Women in CS: where have all the geek girls gone?
March 28, 2008

(source: American Institute of Physics Statistical Research Center) (pdf)
There is a bulletin board that hangs on the lobby wall of the Physics building I work in. Amidst the job postings and conference posters and other standard university bulletin board components, there is a single graph that never fails to catch my attention. It’s not the best graph; the percentage axis is confusing and the data is a few years old, but I am aware of the real trends it is trying to represent. I believe the information is meant to be heartening. Except I’m on the red line, the only one that has been consistently declining for nearly as long as I have been alive, and I would rather have more women to work with than a career of affirmative action.

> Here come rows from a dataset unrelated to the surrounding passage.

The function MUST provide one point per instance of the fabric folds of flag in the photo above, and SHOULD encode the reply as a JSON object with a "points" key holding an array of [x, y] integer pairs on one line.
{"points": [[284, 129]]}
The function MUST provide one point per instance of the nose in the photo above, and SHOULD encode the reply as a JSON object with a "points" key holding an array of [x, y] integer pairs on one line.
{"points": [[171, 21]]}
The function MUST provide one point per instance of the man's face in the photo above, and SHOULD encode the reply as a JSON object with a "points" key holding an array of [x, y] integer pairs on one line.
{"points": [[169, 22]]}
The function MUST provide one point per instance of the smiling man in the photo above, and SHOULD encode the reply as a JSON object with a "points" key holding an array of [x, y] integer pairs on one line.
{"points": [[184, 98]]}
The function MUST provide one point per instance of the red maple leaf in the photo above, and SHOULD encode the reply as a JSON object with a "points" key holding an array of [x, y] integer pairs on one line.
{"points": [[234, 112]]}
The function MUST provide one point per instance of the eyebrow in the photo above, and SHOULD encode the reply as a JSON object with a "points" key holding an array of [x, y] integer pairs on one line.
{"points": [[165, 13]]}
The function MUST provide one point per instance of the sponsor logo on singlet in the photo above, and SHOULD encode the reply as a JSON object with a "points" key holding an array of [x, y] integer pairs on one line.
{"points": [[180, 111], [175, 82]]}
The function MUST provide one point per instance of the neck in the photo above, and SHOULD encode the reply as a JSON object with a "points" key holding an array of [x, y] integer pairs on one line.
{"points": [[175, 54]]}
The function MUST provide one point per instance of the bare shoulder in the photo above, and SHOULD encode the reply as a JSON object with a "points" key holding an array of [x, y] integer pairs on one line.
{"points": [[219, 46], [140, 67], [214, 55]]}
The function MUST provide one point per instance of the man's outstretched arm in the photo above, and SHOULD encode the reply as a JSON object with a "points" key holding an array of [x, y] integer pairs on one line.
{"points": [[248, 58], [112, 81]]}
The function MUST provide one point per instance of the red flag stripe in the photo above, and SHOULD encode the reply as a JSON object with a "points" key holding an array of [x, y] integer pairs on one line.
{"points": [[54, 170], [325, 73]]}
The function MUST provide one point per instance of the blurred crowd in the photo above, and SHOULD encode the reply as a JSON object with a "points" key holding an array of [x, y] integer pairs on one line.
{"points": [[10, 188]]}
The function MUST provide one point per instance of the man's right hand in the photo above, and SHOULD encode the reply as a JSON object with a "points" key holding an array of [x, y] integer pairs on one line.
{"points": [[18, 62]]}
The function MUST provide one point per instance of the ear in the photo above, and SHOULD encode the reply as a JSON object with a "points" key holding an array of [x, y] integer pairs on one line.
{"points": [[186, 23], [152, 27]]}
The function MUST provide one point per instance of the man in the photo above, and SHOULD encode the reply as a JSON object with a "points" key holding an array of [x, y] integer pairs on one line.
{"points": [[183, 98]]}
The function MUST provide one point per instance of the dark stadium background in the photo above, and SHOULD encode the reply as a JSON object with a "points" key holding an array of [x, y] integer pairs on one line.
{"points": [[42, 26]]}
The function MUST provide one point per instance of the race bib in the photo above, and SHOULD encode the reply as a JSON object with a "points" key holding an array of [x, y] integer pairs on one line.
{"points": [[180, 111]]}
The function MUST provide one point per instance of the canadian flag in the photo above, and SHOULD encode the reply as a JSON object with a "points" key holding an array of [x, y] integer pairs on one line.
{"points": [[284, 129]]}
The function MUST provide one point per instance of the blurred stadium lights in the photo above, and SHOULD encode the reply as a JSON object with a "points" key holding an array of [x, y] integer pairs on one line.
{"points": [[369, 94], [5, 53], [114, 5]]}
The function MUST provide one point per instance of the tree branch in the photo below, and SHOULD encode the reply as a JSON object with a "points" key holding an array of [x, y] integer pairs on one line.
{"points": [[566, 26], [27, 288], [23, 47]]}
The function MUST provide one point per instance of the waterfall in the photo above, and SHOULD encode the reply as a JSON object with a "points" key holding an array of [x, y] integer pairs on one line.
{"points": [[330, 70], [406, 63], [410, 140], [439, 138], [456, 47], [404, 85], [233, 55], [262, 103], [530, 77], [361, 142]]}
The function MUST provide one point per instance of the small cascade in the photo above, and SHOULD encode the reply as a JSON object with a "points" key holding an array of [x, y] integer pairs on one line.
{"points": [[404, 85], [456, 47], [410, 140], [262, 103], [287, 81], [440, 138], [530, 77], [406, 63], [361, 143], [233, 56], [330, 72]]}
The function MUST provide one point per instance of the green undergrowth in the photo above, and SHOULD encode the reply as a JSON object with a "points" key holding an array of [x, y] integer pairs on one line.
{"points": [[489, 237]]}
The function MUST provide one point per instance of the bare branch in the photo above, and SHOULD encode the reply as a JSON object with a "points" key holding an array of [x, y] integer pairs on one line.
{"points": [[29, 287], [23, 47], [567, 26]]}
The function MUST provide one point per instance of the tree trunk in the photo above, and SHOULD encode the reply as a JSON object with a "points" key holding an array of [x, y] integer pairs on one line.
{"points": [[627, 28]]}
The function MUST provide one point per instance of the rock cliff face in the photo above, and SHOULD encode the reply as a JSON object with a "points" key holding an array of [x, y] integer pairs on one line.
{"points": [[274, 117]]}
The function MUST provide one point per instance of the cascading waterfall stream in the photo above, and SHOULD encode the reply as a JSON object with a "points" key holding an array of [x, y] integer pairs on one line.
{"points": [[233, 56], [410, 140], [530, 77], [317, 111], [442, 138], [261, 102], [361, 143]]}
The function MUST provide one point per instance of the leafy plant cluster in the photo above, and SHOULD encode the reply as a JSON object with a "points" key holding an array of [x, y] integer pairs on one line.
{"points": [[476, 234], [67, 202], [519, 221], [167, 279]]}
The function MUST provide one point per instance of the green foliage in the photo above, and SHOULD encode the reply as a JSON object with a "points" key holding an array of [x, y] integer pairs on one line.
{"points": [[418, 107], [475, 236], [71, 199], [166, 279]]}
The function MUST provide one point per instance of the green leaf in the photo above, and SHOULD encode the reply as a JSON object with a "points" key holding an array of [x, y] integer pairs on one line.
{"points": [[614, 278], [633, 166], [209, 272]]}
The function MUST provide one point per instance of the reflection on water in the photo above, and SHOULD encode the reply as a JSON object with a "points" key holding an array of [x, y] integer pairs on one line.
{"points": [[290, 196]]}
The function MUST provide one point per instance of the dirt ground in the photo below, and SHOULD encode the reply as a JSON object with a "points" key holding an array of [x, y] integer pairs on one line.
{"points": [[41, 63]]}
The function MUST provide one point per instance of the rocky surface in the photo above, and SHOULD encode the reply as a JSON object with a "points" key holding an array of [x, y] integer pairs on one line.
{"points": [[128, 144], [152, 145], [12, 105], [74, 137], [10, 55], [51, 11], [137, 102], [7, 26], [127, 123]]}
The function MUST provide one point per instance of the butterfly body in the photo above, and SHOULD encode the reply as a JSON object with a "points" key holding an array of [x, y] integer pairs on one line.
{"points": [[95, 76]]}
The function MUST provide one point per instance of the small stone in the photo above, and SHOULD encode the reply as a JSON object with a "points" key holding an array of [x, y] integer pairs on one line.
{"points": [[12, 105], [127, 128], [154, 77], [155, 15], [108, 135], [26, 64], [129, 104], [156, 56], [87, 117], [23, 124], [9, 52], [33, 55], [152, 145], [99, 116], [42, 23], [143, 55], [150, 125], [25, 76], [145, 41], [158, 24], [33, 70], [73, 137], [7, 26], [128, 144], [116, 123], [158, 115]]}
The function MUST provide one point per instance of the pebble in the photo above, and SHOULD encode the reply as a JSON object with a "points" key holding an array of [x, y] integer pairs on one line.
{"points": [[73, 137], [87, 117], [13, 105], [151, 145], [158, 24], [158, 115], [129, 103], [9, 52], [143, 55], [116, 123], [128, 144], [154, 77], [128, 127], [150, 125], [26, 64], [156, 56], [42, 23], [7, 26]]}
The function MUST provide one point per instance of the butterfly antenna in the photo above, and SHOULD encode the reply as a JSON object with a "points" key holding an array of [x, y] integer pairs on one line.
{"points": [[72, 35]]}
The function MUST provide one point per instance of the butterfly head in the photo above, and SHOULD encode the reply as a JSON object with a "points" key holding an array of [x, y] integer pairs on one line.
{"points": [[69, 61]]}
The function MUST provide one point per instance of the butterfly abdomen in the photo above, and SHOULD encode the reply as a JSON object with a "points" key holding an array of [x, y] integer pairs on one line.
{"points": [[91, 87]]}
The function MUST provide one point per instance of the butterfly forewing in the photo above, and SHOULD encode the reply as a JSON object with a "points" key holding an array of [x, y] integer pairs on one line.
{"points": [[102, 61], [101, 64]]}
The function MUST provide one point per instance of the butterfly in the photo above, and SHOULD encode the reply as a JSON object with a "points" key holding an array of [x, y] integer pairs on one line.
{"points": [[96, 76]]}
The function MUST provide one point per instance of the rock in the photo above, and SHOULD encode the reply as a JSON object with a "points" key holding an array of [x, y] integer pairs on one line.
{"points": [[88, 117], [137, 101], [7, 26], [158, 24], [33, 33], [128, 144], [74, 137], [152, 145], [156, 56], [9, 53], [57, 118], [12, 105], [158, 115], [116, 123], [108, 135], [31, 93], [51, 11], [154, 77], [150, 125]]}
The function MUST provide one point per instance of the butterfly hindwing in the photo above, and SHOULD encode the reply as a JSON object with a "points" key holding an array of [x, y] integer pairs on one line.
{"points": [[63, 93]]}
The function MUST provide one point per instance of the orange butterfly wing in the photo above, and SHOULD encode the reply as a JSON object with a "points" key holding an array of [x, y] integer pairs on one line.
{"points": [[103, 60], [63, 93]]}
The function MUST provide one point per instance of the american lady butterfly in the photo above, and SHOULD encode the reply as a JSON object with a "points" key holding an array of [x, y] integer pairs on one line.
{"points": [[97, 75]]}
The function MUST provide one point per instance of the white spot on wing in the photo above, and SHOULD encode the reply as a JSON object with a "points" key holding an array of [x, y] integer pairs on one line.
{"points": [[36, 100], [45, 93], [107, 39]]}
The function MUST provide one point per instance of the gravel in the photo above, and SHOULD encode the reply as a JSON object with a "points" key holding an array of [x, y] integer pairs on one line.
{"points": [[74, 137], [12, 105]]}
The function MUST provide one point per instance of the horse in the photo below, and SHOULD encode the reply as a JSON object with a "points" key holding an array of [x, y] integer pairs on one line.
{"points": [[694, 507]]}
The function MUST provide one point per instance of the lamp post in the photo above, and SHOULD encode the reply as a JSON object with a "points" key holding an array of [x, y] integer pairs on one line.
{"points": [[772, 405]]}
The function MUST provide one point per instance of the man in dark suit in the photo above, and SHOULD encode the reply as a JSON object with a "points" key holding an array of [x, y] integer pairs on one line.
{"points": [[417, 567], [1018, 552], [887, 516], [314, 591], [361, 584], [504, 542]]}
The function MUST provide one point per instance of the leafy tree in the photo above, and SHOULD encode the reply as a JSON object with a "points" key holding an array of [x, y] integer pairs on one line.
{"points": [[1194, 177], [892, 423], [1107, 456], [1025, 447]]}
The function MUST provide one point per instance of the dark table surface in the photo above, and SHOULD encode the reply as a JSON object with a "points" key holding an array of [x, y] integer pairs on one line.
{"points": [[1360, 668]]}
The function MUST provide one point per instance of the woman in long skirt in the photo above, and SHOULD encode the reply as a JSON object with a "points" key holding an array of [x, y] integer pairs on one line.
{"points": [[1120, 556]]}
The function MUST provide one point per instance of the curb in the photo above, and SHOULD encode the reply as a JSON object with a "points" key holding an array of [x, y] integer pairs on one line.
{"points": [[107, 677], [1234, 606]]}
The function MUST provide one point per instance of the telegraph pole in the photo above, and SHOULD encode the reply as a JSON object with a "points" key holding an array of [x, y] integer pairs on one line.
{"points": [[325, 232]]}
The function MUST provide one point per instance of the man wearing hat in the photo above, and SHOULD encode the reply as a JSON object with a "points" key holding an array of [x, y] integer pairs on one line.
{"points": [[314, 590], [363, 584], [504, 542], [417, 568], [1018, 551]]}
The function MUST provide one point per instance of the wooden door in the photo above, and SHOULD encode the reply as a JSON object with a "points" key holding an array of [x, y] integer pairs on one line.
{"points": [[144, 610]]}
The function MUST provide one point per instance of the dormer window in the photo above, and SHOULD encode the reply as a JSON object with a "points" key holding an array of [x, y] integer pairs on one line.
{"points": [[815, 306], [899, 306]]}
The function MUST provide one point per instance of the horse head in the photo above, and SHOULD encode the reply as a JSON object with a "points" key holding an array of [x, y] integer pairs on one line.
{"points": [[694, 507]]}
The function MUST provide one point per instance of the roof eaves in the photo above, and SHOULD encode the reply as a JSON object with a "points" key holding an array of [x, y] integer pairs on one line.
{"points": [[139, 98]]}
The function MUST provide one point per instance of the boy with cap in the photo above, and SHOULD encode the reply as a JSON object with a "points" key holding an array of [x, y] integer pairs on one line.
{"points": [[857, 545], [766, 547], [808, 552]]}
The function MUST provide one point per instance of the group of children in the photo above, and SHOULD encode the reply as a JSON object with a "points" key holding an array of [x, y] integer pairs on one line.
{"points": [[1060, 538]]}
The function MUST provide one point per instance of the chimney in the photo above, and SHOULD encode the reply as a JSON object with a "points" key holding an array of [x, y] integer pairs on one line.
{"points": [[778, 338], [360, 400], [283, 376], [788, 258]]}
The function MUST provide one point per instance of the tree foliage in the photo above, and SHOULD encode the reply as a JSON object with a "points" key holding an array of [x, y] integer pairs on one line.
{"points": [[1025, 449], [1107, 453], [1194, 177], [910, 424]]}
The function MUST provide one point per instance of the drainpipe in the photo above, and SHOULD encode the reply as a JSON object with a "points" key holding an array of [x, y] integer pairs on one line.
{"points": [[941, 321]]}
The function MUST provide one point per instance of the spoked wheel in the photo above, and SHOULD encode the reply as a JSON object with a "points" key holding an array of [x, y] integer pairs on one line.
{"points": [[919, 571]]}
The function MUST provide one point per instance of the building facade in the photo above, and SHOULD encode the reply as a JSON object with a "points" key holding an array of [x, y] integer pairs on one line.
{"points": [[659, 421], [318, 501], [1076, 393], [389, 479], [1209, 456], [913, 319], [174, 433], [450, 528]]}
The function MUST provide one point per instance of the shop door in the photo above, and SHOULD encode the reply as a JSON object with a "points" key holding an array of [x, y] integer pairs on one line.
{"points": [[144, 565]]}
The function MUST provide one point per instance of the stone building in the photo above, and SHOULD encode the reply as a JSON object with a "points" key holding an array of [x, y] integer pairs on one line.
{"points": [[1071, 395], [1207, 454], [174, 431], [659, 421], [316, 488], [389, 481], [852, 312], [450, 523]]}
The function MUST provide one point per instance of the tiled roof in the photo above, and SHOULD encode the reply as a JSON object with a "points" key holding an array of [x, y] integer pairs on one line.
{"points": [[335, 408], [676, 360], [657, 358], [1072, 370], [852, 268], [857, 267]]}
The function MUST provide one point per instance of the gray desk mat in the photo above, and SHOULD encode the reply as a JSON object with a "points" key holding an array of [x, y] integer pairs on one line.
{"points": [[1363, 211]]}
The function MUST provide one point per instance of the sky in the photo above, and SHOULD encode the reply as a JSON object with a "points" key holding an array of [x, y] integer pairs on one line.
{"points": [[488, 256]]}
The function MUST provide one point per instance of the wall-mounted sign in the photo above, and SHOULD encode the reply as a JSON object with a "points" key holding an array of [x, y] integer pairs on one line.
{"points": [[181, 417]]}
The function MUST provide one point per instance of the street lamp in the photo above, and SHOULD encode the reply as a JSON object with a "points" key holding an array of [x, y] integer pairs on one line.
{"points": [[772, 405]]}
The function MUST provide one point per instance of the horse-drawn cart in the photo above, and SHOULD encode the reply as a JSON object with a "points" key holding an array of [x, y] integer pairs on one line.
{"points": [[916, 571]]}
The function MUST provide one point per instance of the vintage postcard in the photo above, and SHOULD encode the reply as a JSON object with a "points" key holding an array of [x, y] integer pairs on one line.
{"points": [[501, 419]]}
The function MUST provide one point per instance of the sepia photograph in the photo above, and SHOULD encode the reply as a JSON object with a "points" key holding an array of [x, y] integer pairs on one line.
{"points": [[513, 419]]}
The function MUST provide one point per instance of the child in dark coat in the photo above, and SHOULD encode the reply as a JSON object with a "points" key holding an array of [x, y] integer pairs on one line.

The declining numbers of women in my field of Computer Science has been a known issue that educators, industry members, and concerned geeks like the community of linuxchix have been trying to sort out since the early 1990s. The only Women’s Studies course I ever stomached in my loathing of second-wave feminism focused on “Women in Information Technology” and I was the only IT major in the class. I did a few months of library research and conducted interviews of all the female students I could find who had stuck with Computer Science or Information Systems degrees or dropped from them. I wrote a fifteen-page paper about the issues I found, mostly the same issues anyone discusses regarding women in science — confrontational and condescending attitudes from certain men in the field, self-doubt or social fallout from being assertive, actual or perceived ineptitudes at math self-traced back to early school expectations, unappealing perceptions of “geeky” people, and so on and so on. I finished my degree resigned at being one of two female students in all of my population-forty upper-level classes save Database Design (no math), and stepped out into the working world with no more of a clue than I had when I’d been made fun of at age twelve for being a geek and a tomboy.
The poster taunts me and my firsthand knowledge that its three-year-old data is still valid. All of the other sciences are improving. Where are we going wrong?